Benedicto XVI nos recuerda que todos somos peregrinos en esta vida y que lo esencial trasciende las apariencias de este mundo porque se funda en la eternidad.

Algunos han insistido en el "fracaso" del Papa que "no pudo" con tanta suciedad interna de la Iglesia. La verdad es que nada más lejano a esta visión, propia de quien reduce la Iglesia a una institución terrena, movida por intereses políticos y económicos. Benedicto XVI no fracasó, como tampoco lo hizo Jesús ese día crítico en que murió. La crucifixión debió haber parecido un fracaso a muchos de sus contemporáneos. Un "fracaso" aparente, como lo han sido también las muertes de miles de mártires a lo largo de la historia. La lógica de Dios no es la nuestra, pues los cambios que Él obra son sustanciales, no aparentes. Jesús resucitó, traspasando la piedra inmensa que mandaron colocar en la tumba para que "los discípulos no robaran su cuerpo" inventando luego su resurrección. La cantidad de soldados que cuidaron la tumba fueron testigos, paradójicamente, de la realidad de su resurrección. De eso que no se quería que se "inventase".

Dios tiene la particularidad de revelarse en medio de las debilidades humanas para que creamos en Él. Y así hace ahora, cuando muchos dudan de que sea el Espíritu Santo quien guía a la Iglesia a pesar de tanta agitación y miserias, entre las cuales debemos contar las nuestras.

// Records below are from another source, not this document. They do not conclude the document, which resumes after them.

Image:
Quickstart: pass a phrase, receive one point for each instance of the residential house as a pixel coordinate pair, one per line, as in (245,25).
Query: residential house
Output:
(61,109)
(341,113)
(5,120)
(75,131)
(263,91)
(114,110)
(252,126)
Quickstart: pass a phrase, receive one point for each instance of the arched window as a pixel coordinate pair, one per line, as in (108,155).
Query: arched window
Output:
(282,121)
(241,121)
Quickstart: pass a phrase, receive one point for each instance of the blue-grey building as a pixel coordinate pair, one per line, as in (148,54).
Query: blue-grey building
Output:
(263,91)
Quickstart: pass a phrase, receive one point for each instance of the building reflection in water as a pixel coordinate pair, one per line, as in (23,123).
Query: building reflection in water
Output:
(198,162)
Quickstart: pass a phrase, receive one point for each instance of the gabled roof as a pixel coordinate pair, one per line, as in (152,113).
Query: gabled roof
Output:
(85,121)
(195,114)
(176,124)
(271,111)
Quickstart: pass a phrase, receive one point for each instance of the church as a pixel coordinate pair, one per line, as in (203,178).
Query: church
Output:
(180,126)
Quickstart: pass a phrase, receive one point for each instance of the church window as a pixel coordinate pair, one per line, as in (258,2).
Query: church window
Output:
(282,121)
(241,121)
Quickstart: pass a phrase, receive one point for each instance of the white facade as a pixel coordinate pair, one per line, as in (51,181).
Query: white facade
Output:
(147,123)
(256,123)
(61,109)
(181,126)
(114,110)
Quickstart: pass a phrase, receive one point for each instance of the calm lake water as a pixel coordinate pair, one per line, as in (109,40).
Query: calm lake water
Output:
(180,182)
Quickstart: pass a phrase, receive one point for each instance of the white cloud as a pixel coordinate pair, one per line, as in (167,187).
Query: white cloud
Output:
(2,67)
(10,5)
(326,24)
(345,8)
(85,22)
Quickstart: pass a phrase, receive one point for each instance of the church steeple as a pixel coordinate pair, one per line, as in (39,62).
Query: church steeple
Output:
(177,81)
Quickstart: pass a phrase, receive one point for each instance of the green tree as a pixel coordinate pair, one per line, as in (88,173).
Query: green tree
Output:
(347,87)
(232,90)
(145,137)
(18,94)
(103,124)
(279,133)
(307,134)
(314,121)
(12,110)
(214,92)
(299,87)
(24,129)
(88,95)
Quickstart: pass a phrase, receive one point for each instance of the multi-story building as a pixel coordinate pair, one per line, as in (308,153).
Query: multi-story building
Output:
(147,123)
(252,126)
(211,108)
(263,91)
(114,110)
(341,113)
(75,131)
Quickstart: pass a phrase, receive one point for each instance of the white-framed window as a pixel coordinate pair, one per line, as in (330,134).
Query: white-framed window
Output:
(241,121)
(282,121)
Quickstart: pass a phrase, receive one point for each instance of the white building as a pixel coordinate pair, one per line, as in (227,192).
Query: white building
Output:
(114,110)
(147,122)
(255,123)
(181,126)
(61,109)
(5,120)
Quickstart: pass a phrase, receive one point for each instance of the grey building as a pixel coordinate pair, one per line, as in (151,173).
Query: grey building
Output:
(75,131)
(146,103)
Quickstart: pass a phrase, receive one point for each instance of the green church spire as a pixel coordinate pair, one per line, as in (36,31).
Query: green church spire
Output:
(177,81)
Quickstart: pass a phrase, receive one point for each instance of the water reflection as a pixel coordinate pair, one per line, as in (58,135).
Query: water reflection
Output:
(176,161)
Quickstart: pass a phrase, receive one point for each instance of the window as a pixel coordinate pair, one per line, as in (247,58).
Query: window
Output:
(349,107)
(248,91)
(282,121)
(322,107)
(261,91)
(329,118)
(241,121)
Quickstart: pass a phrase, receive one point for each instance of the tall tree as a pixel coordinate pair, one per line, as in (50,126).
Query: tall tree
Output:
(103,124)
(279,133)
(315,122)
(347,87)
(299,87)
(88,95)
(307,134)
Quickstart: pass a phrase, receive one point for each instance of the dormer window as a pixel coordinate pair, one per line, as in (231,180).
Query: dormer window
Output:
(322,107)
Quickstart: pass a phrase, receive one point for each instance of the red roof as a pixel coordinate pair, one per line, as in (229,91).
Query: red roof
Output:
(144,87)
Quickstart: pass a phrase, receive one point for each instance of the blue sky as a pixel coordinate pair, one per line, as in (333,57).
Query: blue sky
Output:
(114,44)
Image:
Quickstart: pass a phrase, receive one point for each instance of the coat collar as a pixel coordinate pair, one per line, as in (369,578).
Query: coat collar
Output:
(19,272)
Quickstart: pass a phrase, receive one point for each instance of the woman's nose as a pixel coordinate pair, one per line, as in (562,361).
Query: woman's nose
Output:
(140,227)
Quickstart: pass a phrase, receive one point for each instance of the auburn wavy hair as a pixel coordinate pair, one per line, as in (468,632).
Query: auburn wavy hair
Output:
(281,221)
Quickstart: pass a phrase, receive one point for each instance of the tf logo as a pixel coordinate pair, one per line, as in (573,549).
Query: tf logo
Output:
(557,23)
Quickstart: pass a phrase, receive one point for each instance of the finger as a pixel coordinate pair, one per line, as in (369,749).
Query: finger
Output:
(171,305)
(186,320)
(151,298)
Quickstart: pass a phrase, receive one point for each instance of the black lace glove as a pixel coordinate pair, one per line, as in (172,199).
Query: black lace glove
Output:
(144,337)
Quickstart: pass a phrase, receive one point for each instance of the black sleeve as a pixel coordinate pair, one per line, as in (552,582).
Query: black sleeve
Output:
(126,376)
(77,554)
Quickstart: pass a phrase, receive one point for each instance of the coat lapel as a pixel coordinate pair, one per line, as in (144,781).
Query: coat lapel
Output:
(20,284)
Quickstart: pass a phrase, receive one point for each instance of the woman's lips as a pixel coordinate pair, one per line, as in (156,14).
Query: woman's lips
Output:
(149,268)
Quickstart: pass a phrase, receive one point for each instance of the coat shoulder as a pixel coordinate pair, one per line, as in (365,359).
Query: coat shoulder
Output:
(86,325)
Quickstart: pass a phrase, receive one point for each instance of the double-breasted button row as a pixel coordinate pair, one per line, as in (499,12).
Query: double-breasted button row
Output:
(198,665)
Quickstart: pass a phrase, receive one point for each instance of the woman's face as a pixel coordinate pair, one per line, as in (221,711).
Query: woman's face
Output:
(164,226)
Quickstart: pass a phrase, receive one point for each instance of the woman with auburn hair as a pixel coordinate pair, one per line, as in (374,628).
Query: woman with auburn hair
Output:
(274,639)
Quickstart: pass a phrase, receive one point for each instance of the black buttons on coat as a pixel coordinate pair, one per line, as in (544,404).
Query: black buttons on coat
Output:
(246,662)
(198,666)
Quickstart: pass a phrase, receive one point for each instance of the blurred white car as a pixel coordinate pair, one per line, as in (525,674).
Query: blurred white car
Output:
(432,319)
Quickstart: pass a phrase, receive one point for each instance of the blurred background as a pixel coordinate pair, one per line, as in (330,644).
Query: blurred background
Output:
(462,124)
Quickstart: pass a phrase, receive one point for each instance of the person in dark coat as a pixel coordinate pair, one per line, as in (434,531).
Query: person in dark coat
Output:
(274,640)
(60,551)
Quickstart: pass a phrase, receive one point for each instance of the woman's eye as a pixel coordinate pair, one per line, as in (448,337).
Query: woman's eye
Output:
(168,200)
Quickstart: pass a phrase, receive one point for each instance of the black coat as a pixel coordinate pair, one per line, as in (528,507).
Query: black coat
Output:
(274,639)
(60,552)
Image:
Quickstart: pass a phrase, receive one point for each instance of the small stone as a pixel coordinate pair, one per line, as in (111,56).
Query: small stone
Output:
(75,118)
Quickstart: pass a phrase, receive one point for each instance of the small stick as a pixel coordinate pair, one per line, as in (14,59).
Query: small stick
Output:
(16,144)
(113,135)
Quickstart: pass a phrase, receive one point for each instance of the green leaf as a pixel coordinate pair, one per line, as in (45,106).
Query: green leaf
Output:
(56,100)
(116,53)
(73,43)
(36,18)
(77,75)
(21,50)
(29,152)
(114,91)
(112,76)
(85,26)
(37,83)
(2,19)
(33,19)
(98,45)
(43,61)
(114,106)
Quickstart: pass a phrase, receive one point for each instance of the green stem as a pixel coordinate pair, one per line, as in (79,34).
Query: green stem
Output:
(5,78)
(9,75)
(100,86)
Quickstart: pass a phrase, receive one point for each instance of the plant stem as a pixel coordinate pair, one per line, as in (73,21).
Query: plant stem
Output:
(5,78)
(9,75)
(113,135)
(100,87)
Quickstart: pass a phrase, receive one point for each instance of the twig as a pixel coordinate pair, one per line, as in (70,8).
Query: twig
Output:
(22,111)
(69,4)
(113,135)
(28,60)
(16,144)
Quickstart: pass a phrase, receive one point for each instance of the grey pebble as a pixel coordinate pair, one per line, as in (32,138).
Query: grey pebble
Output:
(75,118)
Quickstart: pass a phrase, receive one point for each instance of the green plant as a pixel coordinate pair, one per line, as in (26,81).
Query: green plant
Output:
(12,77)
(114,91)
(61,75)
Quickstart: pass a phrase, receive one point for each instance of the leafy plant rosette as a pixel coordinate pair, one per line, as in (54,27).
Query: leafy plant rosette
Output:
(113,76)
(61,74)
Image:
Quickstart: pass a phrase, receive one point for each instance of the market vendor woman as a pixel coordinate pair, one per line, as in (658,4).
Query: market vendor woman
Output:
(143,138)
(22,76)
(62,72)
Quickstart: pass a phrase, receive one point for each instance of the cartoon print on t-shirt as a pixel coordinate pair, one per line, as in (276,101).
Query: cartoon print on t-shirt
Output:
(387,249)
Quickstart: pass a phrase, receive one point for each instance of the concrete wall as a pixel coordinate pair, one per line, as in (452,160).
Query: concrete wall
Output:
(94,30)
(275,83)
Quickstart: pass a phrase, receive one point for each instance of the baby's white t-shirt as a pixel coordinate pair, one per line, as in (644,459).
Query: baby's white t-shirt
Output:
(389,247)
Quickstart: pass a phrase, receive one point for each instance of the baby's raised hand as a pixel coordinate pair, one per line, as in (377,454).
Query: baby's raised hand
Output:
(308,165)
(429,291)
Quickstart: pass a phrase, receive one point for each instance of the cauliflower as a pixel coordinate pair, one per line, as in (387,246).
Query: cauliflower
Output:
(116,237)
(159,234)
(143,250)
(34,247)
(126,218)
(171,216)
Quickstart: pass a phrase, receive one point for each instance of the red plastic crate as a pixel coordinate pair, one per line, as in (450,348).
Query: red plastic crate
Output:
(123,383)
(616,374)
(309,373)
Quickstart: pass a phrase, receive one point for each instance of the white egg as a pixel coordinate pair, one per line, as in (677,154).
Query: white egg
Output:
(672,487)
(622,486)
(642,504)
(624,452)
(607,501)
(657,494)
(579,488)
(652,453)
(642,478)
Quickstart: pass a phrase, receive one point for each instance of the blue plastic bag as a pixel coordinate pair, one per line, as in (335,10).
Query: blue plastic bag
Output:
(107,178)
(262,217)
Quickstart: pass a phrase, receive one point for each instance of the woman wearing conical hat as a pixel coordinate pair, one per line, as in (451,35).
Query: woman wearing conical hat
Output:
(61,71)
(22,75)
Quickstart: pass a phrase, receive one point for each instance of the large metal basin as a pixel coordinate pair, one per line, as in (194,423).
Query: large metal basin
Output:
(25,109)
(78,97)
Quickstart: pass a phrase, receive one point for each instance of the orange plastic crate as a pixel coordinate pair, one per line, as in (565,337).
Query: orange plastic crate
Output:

Benedicto XVI, lejos de debilidad y cobardía, recuerda la prioridad de la oración frente la acción; la esencialidad de la eternidad frente a la transitoriedad de este mundo; la plenitud del silencio frente al ruido ensordecedor de nuestra cultura; la grandeza de Dios ante los medios terrenos. Pero la libertad interior con que obró deja en evidencia, sobre todo, algo que el mundo no puede comprender: la relación con Dios es muy personal y cuando se vive con sinceridad este trato con el Creador, nuestro obrar debe trascender lo que puedan decir "los demás". Cuando se vive cara a Dios, sólo importa su mirada; algo difícil de entender para un mundo afanado por el deseo de éxito, gloria, fama y luces que brillen en un escenario poniéndonos de relieve como el centro de atención.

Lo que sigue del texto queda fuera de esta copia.